Thanksgiving with the dude

30 11 2008

This was my first Thanksgiving spent away from my family. Even when I studied abroad in Denmark, they flew over for the holiday, bringing with them cans of pumpkin that would have cost me $10 in Copenhagen. But since I’m saving money for my trip, I skipped the pricey flight and went to Pittsburgh with Jon. We had a quiet Thanksgiving with his mom and dad; I say quiet because I’m comparing this to my normal Chicago family Thanksgiving, where we have about 25 people and multiple turkeys. So I filled my stomach with tons of his mom’s incredible stuffing, which was followed by a big stomach ache, which was solved with a nap (sitting up, of course) on the love seat in front of Home Alone on TV. Whew.

When I told people that I was going to Jon’s house for Thanksgiving, some reacted like it was a big deal. “Ooohhh have you met his parents before?

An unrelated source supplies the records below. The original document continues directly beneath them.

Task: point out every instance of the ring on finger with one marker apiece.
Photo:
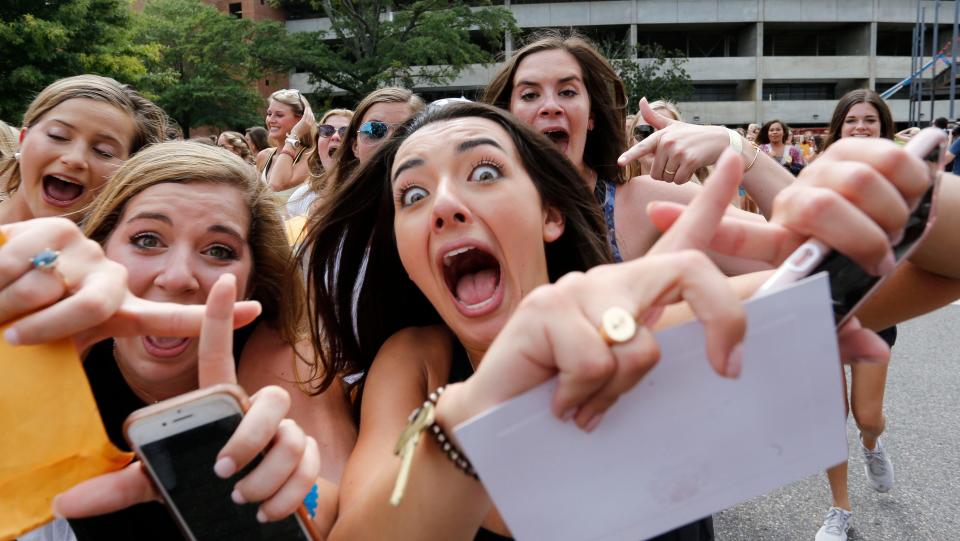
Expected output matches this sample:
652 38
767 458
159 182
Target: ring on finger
617 325
46 261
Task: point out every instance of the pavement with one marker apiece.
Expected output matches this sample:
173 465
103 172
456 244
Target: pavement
922 405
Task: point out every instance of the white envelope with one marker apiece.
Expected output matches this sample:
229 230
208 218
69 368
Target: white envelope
684 443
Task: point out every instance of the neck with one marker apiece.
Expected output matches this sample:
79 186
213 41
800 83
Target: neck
152 392
14 210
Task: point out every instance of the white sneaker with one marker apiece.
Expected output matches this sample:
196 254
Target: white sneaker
835 526
878 467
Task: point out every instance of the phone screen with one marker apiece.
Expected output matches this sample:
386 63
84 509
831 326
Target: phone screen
183 465
849 283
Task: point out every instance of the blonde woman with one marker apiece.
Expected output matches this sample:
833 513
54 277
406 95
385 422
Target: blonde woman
290 124
75 134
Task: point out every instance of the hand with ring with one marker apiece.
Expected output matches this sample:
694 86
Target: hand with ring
56 283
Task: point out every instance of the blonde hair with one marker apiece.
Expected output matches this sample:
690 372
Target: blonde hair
150 121
275 282
237 141
298 102
345 161
317 178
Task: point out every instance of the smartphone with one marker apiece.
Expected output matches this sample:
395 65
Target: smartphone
178 440
850 285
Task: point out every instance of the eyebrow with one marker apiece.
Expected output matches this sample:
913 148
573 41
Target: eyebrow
566 79
100 134
461 148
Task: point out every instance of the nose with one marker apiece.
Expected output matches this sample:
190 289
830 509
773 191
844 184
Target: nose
75 156
178 278
449 209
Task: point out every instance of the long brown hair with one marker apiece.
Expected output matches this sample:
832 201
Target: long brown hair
608 101
860 95
350 250
274 283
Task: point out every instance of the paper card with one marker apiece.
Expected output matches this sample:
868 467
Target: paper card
51 435
684 443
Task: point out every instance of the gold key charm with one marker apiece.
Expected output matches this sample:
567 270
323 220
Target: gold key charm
420 419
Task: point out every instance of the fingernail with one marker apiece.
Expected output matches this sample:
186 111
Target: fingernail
886 265
11 336
735 361
225 467
593 422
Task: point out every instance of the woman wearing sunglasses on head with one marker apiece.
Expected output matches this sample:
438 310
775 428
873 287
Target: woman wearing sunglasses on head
290 124
330 132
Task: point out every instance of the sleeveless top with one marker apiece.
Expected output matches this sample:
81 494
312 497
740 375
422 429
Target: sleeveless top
701 530
606 194
146 521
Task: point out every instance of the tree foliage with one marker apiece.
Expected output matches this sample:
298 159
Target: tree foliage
42 41
375 43
207 62
656 74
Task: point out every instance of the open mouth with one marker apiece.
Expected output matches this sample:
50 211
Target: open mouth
164 347
473 277
60 191
559 136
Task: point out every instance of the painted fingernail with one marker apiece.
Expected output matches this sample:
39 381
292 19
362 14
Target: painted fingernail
735 361
886 265
225 467
593 422
11 336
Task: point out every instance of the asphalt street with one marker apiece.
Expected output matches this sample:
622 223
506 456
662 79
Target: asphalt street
922 406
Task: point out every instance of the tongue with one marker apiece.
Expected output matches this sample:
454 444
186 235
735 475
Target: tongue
477 287
166 341
62 191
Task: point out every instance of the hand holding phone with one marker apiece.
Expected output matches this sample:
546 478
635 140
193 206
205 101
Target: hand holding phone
219 440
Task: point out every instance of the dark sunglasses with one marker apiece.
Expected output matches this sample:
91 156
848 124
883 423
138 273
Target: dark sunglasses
326 130
642 131
373 130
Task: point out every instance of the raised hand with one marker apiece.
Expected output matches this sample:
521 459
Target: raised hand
291 462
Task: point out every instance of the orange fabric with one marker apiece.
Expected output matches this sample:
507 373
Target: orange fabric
51 435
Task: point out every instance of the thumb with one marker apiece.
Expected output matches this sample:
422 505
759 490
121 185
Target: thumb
215 351
694 228
652 117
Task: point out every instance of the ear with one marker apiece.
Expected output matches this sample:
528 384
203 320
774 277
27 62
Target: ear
553 224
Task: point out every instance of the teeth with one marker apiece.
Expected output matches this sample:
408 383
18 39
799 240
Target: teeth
448 257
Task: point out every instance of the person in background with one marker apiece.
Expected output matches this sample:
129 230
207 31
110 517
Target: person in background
256 138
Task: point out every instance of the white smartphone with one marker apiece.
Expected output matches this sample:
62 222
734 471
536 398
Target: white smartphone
850 285
178 441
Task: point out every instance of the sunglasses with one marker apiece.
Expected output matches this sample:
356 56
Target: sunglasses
373 130
642 131
326 130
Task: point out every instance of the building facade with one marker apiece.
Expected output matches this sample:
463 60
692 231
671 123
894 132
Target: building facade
749 60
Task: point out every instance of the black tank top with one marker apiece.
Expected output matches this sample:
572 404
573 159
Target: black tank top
701 530
147 521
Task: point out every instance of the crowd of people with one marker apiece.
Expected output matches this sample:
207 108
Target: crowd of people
456 252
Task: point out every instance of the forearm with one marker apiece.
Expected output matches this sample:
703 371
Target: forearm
764 180
938 254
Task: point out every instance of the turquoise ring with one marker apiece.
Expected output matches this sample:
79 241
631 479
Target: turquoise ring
46 260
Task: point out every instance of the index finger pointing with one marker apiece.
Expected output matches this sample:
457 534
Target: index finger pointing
215 351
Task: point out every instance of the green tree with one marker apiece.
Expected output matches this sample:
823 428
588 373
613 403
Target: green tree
374 43
656 74
42 41
208 62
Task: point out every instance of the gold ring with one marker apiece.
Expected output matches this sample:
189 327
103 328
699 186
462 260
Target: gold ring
617 326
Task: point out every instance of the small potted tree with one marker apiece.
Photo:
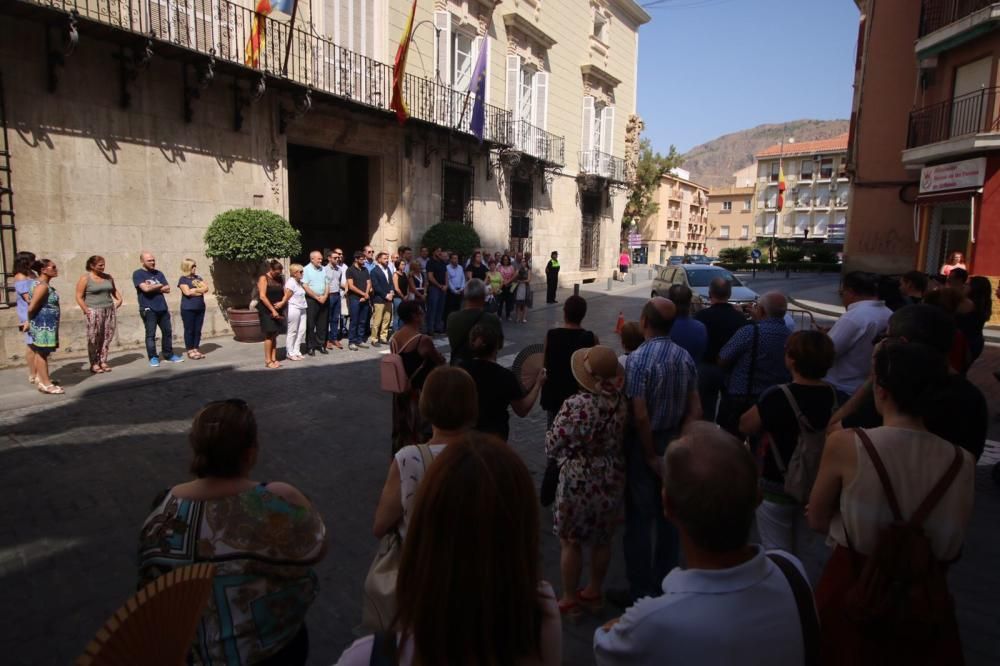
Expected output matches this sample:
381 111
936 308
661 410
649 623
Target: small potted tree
239 241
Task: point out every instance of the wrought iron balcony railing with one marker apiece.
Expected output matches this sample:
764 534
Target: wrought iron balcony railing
594 162
974 113
538 143
936 14
223 29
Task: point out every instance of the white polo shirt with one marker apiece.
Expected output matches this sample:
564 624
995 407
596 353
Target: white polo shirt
743 615
853 342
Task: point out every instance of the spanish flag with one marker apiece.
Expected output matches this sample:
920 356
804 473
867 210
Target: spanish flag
256 42
781 187
398 104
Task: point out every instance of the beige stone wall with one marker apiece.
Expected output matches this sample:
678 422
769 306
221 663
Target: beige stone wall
92 178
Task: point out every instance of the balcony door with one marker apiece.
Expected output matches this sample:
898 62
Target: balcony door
970 97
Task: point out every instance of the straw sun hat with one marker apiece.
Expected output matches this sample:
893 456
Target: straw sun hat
597 369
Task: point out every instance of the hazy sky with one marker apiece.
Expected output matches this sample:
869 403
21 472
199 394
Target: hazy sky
709 67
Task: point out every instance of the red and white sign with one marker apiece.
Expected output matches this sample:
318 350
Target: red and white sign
953 176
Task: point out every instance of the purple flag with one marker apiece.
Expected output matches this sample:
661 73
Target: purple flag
478 86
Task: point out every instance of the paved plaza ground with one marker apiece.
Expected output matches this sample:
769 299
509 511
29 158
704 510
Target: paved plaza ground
80 471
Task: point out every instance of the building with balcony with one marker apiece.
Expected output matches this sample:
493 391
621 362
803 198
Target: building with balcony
817 194
730 218
680 225
925 142
132 123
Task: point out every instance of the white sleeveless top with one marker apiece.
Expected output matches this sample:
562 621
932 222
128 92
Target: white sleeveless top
915 462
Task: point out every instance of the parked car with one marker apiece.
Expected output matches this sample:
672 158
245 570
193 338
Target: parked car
698 277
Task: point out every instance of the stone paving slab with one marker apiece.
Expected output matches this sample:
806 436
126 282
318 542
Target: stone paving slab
80 471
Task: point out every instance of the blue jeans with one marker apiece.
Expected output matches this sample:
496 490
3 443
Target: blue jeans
646 564
359 313
333 311
153 319
193 320
435 310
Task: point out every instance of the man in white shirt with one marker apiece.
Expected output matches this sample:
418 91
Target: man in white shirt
336 280
854 333
733 603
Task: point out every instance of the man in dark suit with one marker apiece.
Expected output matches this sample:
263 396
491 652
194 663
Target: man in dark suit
382 296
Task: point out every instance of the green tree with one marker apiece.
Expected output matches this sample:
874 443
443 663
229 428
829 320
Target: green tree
650 170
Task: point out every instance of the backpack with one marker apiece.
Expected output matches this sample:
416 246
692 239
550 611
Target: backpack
803 465
902 592
392 370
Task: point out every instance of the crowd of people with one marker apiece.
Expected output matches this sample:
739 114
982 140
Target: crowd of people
771 482
794 492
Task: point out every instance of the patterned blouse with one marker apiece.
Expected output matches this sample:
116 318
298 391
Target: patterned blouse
263 549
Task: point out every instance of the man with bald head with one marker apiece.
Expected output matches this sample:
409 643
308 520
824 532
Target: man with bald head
662 384
732 602
755 359
150 287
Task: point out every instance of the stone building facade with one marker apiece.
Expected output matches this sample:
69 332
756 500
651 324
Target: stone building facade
132 124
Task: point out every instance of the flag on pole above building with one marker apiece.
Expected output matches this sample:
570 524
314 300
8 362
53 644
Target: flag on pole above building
781 186
477 86
255 45
398 104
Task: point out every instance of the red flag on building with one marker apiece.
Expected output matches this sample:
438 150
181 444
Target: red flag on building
781 187
398 104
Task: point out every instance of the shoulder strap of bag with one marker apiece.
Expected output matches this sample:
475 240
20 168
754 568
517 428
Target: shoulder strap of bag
883 475
425 455
392 344
384 649
938 491
804 602
754 348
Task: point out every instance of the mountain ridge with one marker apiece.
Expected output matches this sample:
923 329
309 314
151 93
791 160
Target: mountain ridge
713 163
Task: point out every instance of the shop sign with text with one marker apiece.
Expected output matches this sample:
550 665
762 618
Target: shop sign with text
953 176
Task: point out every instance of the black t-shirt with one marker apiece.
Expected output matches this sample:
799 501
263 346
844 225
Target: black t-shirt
817 404
721 320
496 386
361 277
439 270
560 343
960 416
478 272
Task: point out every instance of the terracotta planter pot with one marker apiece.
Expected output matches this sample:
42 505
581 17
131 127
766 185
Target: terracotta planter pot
245 324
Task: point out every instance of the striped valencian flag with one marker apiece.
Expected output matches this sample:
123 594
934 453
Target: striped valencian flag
398 104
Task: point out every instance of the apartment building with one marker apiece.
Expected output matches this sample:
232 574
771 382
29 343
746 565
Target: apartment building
132 123
730 218
925 142
680 225
817 191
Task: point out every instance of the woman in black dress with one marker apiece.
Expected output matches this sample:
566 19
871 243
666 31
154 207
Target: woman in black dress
420 356
271 299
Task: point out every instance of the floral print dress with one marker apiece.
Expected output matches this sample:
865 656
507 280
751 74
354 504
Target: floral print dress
586 441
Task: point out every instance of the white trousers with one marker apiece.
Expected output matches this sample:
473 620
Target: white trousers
784 527
296 331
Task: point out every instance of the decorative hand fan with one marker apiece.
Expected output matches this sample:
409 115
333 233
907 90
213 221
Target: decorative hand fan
527 363
157 625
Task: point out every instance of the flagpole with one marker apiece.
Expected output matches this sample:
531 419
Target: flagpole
291 31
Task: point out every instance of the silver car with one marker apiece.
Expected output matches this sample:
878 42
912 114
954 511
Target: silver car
698 277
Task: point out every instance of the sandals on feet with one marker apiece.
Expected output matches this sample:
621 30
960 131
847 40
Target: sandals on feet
591 604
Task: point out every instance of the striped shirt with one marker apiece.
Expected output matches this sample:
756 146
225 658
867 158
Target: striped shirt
662 373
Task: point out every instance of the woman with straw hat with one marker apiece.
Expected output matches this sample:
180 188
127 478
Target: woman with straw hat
586 441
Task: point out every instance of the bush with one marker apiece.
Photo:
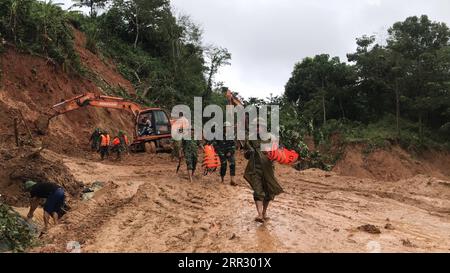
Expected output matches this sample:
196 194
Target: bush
15 233
41 28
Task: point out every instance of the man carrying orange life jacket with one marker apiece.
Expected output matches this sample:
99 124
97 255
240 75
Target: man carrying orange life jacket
104 144
116 147
124 143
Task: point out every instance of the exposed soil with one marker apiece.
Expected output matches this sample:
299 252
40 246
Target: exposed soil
146 207
392 164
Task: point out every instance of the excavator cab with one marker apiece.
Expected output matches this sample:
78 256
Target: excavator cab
152 125
153 131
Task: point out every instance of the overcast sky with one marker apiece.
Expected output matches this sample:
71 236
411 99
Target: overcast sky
267 37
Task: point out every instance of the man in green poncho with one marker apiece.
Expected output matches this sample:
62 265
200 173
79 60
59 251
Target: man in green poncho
190 151
259 173
95 140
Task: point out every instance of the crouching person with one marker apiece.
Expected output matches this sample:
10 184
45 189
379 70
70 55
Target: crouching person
54 195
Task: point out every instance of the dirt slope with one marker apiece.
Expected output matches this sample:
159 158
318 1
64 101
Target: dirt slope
392 164
32 85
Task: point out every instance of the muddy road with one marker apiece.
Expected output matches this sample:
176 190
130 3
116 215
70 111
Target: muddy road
145 206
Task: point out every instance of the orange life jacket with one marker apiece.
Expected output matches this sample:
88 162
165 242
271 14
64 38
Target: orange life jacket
116 141
210 160
105 140
283 156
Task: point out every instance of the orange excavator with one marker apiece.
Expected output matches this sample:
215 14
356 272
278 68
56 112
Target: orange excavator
155 139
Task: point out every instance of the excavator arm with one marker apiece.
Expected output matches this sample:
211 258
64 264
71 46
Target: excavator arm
94 100
87 99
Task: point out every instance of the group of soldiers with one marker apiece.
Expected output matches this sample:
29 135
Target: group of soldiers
225 149
101 142
259 172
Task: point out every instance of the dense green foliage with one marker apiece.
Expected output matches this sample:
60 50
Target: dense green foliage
40 28
15 234
161 54
402 87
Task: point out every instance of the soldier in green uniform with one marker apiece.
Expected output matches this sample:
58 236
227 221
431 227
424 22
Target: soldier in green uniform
95 140
259 173
226 150
190 151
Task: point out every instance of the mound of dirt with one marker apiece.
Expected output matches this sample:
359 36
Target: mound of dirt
391 164
32 165
32 85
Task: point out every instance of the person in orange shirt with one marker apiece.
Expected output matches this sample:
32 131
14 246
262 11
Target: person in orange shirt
105 141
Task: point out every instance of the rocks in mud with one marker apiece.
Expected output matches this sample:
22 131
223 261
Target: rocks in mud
369 229
33 166
89 192
408 243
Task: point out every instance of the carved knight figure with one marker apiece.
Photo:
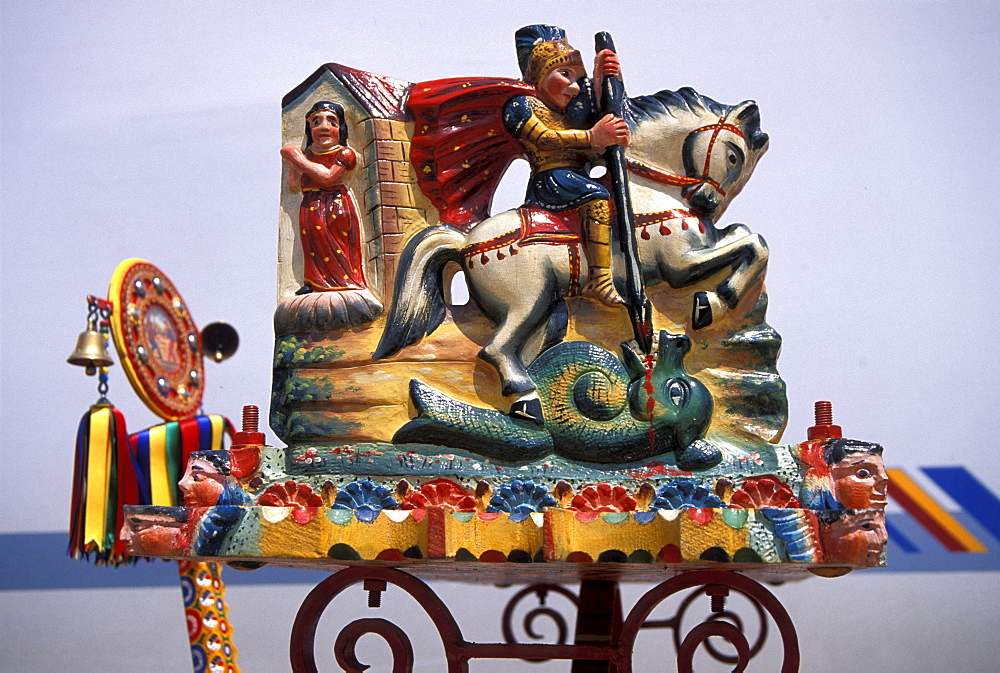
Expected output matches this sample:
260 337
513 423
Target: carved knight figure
551 126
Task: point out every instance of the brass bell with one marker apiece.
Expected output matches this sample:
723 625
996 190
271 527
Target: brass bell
219 340
90 350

Are you nervous?” Well, no. I spent Easter at Jon’s house when we had been dating for about two weeks. That was in 2005. Geez. For some reason I’ve never quite cared about the “meet the parents” phenomenon. But the real point I was getting to is this: When people who don’t know Jon asked me what I was doing for the long weekend, I couldn’t just name-drop “Jon.” I had to call him something. And after 3 years, 8 months, and 16 days (o.m.g.) “boyfriend” just doesn’t seem to cut it. How do you fit in “best-friend-love-of-my-life-roommate-round-the-world-travel-partner” into the word boyfriend? I know this topic has been beaten 500-comments-to-death on Jezebel, but I have to share what I’ve come up with. Last week, when a coworker asked me about Thanksgiving, I said “I’m having it with my dude and his family.” It worked! I didn’t feel like I was in kindergarten when Jennifer asked Michael to be her boyfriend! It felt both cool and accurate!

I’ve tried other names. I tried “partner” for a while, but it sounded, once again, too much like grade school. “Partner” is still synonymous in my mind with “buddy,” like in the buddy system, or a partner on a book report. Shoot, I loved book reports. I actually found an “official” word for what Jon and I really are: POSSLQ. It’s pronounced “poss-ill-Q.” It stands for Persons of Opposite Sex Sharing Living Quarters. Bingo! Or not, because everyone is going to think I said “my possum” if I start calling Jon my posslq. Unless we can start a posslq revolution? This is why I’m sticking with “dude” for now. But I’m curious if any of you have words other than girlfriend and boyfriend. I’ve also read the argument that fiance, husband, and wife are goofy terms. I’m happy I don’t have to deal with that yet. What do you think? Dudes? Posslqs?





A wordsalad jazzmatron

25 11 2008

I told myself I couldn’t have a blog until I had something interesting to talk about. I’m moving out of my apartment on December 17; when people ask me where I’m moving, I have no answer. That’s how I knew it was time to start writing. In a practical way, this blog will be handy while I’m traveling around the world. I’m bringing a laptop with me, so I hope to write often. You can see I added a cute little tab at the top of this page with my itinerary, which I’ll update as we buy more tickets. But writing for me has always been about a lot more than communication, just like how traveling is about much more than getting my picture taken at the Great Wall and the pyramids. I write and travel to explore and to grow. And because I may as well live up to my reputation of being cheesy, I’m calling this entire entity my quest for fabulous.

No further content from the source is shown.